Pigeonhole principle and a decagon This is a homework Question and has to do with Pigeonhole principle. Could use a hint.
Q. The numbers ${0,1,2,.....9}$ are randomly assigned to the vertices ${x_0,x_1,...x_9}$ of a decagon. Show that there are 3 consecutive vertices whose sum is at least 14. 
(hint given by Prof: Consider the numbers $S_0=x_0+x_1+x_2,$ $S_1=x_1+x_2+x_3,$ $ ...,$ $S_9=x_9+x_0+x_1$)
I would like to solve it but I don't even have a sense of direction on how to start with this.
 A: HINT: Following the suggestion, let $S_0=x_0+x_1+x_2$, $S_1=x_1+x_2+x_3$, and so on up through $S_9=x_9+x_0+x_1$. The numbers $S_0,\dots,S_9$ are the sums of all ten of the possible sets of three adjacent numbers. Suppose that none of them is $14$ or more, i.e, that $S_k\le 13$ for $k=0,1,\dots,9$. Then
$$S_0+S_1+S_2+\ldots+S_9\le 10\cdot13=130\;.$$


*

*What is $S_0+S_1+S_2+\ldots+S_9$ algebraically, i.e., in terms of the numbers $x_0,x_1,\dots,x_9$?  

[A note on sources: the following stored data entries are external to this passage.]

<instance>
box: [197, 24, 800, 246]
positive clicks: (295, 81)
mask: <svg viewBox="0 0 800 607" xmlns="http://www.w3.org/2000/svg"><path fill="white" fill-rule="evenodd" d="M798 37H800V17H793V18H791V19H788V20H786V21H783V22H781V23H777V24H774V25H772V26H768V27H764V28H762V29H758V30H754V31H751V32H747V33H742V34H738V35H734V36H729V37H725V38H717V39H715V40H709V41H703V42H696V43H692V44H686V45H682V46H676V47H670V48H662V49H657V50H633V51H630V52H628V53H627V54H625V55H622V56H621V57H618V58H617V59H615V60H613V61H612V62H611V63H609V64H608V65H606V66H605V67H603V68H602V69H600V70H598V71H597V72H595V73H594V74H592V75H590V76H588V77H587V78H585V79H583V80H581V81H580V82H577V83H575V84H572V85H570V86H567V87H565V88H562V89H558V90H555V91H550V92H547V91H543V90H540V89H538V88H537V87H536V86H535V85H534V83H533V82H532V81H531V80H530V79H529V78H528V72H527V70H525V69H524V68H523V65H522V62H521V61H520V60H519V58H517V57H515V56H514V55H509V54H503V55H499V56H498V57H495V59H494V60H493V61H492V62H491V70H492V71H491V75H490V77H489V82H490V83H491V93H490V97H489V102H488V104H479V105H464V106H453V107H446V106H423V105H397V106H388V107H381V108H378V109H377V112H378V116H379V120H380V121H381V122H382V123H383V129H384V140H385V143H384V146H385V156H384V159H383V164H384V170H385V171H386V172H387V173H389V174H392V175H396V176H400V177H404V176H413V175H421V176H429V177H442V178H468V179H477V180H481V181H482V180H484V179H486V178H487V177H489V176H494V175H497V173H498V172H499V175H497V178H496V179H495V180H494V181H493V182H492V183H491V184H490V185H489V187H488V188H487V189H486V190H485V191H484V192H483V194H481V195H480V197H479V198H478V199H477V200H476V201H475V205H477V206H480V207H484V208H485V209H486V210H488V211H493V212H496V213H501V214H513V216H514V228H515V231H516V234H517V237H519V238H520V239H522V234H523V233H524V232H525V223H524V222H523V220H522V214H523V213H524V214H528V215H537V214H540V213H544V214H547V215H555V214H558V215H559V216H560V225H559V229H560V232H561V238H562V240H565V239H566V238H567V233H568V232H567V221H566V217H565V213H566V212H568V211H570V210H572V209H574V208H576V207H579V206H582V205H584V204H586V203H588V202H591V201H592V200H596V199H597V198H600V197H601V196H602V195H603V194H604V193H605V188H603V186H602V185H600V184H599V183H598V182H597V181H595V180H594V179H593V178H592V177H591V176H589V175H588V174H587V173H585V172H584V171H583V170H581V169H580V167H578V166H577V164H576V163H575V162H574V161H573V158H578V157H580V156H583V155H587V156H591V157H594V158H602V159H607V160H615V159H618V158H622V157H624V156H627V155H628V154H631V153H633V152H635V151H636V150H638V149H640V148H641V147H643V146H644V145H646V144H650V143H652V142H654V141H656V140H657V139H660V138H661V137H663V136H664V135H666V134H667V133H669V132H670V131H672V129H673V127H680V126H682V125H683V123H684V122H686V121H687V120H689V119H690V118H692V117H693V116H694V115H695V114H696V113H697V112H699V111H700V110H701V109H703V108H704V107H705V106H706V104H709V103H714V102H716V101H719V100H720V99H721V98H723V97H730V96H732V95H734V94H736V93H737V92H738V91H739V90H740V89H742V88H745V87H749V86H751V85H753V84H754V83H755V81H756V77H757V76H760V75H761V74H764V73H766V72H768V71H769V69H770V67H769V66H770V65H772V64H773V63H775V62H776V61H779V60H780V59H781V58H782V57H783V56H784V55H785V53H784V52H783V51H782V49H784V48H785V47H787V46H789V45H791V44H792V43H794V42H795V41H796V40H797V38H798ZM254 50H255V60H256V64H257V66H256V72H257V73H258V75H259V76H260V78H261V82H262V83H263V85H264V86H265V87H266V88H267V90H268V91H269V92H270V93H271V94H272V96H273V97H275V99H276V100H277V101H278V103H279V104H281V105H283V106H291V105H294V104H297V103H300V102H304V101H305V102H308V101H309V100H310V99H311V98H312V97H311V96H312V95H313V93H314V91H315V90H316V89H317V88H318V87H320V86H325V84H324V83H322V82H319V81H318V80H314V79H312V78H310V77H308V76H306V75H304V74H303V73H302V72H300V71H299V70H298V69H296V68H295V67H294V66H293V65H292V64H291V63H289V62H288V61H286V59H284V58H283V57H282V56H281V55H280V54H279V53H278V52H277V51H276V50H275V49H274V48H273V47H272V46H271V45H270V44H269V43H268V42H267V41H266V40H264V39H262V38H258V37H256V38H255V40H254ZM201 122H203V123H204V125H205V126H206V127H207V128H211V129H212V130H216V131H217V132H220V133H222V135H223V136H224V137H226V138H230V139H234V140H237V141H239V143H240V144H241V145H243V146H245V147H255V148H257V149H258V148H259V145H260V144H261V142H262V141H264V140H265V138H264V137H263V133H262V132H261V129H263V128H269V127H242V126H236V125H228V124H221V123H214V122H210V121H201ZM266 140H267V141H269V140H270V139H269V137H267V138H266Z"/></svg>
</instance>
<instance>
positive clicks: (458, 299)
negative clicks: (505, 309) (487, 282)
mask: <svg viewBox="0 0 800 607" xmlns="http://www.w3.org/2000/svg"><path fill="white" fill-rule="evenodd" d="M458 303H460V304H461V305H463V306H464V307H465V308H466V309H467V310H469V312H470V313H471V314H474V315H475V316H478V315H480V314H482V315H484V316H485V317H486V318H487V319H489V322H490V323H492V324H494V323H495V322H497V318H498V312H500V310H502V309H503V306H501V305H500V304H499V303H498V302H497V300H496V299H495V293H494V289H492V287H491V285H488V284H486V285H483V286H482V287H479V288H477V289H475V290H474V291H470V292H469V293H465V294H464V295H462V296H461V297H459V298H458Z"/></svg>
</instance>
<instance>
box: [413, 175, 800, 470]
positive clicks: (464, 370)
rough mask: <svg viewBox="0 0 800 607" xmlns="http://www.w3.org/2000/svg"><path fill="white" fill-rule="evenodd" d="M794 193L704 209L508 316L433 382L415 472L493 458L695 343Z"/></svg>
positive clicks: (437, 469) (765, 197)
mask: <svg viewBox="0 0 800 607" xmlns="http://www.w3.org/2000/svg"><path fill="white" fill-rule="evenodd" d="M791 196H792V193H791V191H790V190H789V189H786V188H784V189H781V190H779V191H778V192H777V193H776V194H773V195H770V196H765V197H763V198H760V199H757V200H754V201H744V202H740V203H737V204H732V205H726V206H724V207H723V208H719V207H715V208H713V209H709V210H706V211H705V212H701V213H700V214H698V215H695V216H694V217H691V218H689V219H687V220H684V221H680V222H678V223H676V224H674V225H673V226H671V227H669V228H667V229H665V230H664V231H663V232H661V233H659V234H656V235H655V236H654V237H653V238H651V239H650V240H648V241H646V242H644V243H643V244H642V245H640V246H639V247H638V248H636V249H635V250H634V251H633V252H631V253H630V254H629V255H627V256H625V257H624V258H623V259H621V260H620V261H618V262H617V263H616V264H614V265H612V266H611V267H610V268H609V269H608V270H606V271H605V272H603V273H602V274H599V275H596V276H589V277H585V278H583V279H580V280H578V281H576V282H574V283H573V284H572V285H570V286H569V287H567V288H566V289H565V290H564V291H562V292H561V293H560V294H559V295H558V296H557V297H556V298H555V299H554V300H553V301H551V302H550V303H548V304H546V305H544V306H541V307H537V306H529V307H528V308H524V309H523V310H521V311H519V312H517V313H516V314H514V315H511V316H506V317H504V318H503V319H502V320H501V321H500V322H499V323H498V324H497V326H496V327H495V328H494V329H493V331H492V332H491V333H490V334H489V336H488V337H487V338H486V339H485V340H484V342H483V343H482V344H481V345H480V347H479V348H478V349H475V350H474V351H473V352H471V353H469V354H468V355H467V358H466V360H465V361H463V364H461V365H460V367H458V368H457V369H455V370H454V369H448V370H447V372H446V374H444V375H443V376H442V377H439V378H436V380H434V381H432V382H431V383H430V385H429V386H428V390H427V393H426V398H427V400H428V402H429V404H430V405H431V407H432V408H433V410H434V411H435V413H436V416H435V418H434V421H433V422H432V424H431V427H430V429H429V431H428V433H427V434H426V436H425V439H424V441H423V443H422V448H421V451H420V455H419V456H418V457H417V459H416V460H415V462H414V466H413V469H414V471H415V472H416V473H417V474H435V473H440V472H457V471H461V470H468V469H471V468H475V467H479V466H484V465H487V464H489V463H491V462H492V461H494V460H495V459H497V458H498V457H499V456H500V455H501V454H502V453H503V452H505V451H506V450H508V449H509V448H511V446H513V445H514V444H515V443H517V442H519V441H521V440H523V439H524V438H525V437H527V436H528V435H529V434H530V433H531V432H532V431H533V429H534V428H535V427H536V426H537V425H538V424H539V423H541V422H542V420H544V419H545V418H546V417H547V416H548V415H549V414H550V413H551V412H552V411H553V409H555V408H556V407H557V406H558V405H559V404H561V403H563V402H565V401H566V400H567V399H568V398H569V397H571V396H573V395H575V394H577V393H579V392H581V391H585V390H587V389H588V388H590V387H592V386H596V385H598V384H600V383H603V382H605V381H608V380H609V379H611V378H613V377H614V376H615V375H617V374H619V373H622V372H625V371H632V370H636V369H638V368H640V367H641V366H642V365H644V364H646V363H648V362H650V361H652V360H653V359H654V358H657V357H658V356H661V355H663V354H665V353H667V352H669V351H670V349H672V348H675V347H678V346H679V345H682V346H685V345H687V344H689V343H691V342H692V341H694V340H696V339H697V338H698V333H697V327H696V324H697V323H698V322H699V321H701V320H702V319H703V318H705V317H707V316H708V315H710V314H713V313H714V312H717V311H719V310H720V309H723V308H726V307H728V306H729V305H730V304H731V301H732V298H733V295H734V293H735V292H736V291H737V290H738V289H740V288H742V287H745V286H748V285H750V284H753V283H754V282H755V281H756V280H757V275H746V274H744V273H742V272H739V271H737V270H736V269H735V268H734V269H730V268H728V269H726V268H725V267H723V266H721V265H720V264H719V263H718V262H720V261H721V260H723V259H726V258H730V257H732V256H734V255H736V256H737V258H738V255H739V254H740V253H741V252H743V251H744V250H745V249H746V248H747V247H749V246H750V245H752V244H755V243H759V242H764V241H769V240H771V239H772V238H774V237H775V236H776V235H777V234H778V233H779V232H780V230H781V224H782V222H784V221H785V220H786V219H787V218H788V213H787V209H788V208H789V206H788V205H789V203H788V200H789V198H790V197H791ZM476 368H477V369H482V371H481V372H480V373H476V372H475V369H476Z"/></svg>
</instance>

*What is $x_0+x_1+\ldots+x_9$? In view of (1), what does that tell you about $S_0+\ldots+S_9$?

A: As an alternative answer to this, let's use Dijkstra's generalization of the pigeonhole principle: for any set or bag (multiset), $\textit{average} \le \textit{maximum}$.  (See EWD980, EWD1094; see also section 16.4 in Gries & Schneider, "A Logical Approach to Discrete math".)
For the pigeonhole principle, the key choices are: what are the pigeons, and what are the holes?  For Dijkstra's generalization, the key choice is: what is the bag?
In this case we need to prove that there is a "3-sum" (i.e., the sum of the numbers assigned to 3 consecutive vertices) that is at least 14, or in other words, that the maximum 3-sum is at least 14.

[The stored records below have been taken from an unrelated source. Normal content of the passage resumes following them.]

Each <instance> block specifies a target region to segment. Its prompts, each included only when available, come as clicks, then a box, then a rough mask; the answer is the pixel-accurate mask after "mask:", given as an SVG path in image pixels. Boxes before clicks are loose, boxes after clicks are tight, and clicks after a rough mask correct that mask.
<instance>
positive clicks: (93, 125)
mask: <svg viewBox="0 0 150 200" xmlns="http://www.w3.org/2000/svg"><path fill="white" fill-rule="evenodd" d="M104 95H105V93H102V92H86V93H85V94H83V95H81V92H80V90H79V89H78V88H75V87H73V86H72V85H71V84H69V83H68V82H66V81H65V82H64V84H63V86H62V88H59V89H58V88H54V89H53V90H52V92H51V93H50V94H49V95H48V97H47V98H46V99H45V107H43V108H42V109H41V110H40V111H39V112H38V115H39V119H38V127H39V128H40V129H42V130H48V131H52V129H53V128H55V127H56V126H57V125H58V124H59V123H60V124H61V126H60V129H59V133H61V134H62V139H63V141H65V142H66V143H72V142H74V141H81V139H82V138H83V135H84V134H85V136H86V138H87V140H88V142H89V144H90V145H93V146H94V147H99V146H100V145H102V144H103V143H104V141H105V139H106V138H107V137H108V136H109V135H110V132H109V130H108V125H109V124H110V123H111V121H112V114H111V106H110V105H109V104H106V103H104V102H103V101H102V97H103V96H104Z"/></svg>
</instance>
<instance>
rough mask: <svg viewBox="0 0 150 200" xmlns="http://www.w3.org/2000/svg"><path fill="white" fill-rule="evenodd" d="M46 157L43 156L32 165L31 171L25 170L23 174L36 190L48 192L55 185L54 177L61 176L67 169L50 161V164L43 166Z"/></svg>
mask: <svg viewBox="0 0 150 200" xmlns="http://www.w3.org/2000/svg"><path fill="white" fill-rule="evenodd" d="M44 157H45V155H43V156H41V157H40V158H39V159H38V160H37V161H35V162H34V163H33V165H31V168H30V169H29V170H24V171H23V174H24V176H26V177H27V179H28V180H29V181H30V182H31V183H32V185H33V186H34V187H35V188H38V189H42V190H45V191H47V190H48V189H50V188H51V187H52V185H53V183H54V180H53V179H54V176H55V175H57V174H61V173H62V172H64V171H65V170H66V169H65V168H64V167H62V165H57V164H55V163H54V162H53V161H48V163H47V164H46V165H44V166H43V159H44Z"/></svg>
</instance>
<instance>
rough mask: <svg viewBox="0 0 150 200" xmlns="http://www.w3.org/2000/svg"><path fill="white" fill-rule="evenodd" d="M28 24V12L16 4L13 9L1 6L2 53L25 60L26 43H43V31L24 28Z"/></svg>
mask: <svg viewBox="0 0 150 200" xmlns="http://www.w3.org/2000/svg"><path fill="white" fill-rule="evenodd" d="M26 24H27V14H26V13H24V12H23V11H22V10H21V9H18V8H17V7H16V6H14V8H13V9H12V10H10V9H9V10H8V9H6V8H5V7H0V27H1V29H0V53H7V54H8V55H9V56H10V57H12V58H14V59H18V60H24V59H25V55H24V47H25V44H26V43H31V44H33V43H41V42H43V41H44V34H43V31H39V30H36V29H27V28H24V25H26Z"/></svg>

Proof. The above suggests to look at the bag of all 3-sums, and investigate its average.
To calculate the average we need to know the sum of all 3-sums and the number of 3-sums. Since each vertex occurs in exactly 3 3-sums, the sum of all 3-sums is 3 times the sum of all vertex numbers, or $3 \times (0 + 1 + \dots + 9)$, or 135.  The number of 3-sums is obviously 10.  Therefore the average 3-sum is 135/10 or 13.5.
Now by the generalized principle ($\textit{average} \le \textit{maximum}$) it follows that the maximum 3-sum is at least 13.5.  And since all 3-sums are integers (since each vertex number is an integer) we can round up, and the maximum 3-sum is at least 14.
Therefore we have proven that there is a 3-sum that is at least 14.